Museum Review: Massachusets Museum of Contemporary Art in North Adams

Museum Review:
Massachusetts Museum of Contemporary Art
 in North Adams, Massachusetts

 The Massachusetts Museum of Contemporary Art in North Adams, Massachusetts is a large (100,000 + square feet) museum that was formed out of an abandoned factory site.  The factory was first a cloth manufacturing facility and then an electronics manufacturing plant, and then abandoned.   In late 1980s, the process of conversion to a museum space began, and the museum opened in 1999.  Independent of any specific exhibits, the Massachusetts Museum of Contemporary Art (Mass Moca) is a must visit for the museum itself.  The two obvious comparisons from my experience are the Tate Modern in London, housed in an abandoned power plant, and the Guggenheim Bilbao, which is also set in a Genry designed "deconstructed" building in the former port district of Bilbao.  

  The Massachusetts Museum of Contemporary Art in North Adams is different from the two comparisons made above in that it fully inhabits the geographic SPACE of a former manufacturing town.    The Tate Modern, for all its authenticity as a South Bank Power Plant, is located in the anodyne London city center of the 21st century, and the Bilbao Guggenheim is a honest to god Frank Gehry designed structure in a port area that has been entirely given over to white collar business and the tourist trade.

   North Adams is at the northern edge of the region in Massachusetts known as the "Berkshires."  Geographically speaking, the Berkshires are the portion of the Northern Appalachian mountain chain called "the Berkshires" in Massachusetts and "the White Mountains" in Vermont.  They are, in fact, the same set of mountains.   North Adams is set in a river valley formed by Hoosic river, which flows through western New York, southern Vermont and northern Massachusetts.  The Hoosic river was an important source of hydroelectric power for mills operating in the region.

  Any trip to Mass MOCA almost requires a stroll into North Adams, since the town functions as an appendage of the Factory/Museum.  The juxtaposition of town and factory/museum forces the visitor to think about larger issues of the area: employment options, socio-economic status, changes wrought by the broad economic currents of 20th century history.    Which is not to say that the museum exhibits themselves do not intrigue.  The growth in popularity of installation art in large, open plan museums is one that spans the globe.

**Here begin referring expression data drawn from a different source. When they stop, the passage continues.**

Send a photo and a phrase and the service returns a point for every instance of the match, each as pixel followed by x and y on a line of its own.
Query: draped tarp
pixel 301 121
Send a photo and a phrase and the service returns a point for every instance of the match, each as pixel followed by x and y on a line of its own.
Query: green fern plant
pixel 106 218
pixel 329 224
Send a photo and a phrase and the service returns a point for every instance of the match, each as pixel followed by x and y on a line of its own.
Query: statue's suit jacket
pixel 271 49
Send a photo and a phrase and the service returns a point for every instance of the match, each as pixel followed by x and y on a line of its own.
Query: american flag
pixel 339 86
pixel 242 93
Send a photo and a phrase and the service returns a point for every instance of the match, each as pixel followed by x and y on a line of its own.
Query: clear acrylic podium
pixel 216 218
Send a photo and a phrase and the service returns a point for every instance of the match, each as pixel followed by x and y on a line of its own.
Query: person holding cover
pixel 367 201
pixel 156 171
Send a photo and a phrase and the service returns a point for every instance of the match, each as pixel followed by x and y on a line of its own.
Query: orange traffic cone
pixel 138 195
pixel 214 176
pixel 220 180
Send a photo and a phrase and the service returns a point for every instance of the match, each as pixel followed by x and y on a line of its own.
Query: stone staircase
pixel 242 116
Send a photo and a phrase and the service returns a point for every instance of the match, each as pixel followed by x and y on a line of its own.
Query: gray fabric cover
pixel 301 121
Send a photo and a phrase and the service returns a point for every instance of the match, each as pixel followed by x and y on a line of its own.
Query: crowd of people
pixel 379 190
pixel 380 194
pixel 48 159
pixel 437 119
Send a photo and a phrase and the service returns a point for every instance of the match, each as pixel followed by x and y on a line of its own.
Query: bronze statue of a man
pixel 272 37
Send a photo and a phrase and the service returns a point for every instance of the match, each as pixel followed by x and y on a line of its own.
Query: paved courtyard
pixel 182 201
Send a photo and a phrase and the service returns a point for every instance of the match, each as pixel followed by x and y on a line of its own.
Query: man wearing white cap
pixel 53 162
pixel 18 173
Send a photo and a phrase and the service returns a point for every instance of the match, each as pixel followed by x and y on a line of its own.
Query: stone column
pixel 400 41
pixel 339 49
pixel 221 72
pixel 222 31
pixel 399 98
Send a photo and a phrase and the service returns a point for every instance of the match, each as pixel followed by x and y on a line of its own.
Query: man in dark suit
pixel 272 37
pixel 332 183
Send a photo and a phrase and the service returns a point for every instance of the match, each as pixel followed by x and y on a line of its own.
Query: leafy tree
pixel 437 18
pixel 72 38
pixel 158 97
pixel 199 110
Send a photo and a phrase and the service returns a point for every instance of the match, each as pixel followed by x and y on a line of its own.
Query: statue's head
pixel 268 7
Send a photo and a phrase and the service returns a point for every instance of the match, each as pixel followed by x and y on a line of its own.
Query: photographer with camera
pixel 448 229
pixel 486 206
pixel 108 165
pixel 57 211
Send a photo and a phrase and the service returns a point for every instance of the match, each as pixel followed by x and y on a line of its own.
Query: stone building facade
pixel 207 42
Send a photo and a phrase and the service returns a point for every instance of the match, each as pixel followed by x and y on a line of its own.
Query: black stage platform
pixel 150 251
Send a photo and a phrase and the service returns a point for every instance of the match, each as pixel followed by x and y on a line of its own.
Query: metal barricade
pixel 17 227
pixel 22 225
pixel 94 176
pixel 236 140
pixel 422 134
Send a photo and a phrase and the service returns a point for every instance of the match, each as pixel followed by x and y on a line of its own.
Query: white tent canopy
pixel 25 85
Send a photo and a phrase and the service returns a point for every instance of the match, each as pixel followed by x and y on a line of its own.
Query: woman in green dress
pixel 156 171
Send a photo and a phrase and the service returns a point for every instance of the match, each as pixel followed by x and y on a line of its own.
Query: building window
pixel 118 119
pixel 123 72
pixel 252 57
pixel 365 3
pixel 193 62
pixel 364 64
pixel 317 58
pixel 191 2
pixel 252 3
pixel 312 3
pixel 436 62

You can find such museums, inevitably featuring the word "Modern" in their name, throughout the world.

  The defining feature of many such museums is their lack of anything approaching a first rate permanent collection. Some of this lies in the difficulty in acquiring canonical pieces in the ever changing flow of what constitutes modern art.  Some of it lies in ideological opposition to the idea of the permanent collection and the role it plays in indoctrinating visitors to the museum in the ideology of the collector/institution art industrial complex.
The Sol Lewitt permanent exhibit at Mass Moca North Adams

 The Massachusetts Museum of Contemporary Art in North Adams neatly sidesteps the dilemma by making its permanent exhibit a single site specific multi floor exhibit of Sol Lewitt patterned wall paintings.  It is more Sol Lewitt in one place than you are likely to see in a lifetime of visits to other museums.
Jim Shaw, Whistle While You Work, 2014- an example of his work blending Disney and Superhero motifs with a critique of materialism in society.

  The temporary exhibits held their own against the formidable amount of space.  There are no paintings on the wall at Mass Moca, or if there are they are likely to be a wry comment on some aspect of the contemporary art world.  The stand out exhibit in my mind was Jim Shaw's ....Entertaining Doubts, which combined super hero motifs with religion in a non-didactic way.  One room featured banners hung from the ceiling with a Superman type figure in various states of physical distress- Superman defeated.  Other aspects of the exhibit referenced Walt Disney and the American West in an effortlessly entertaining and though provoking manner.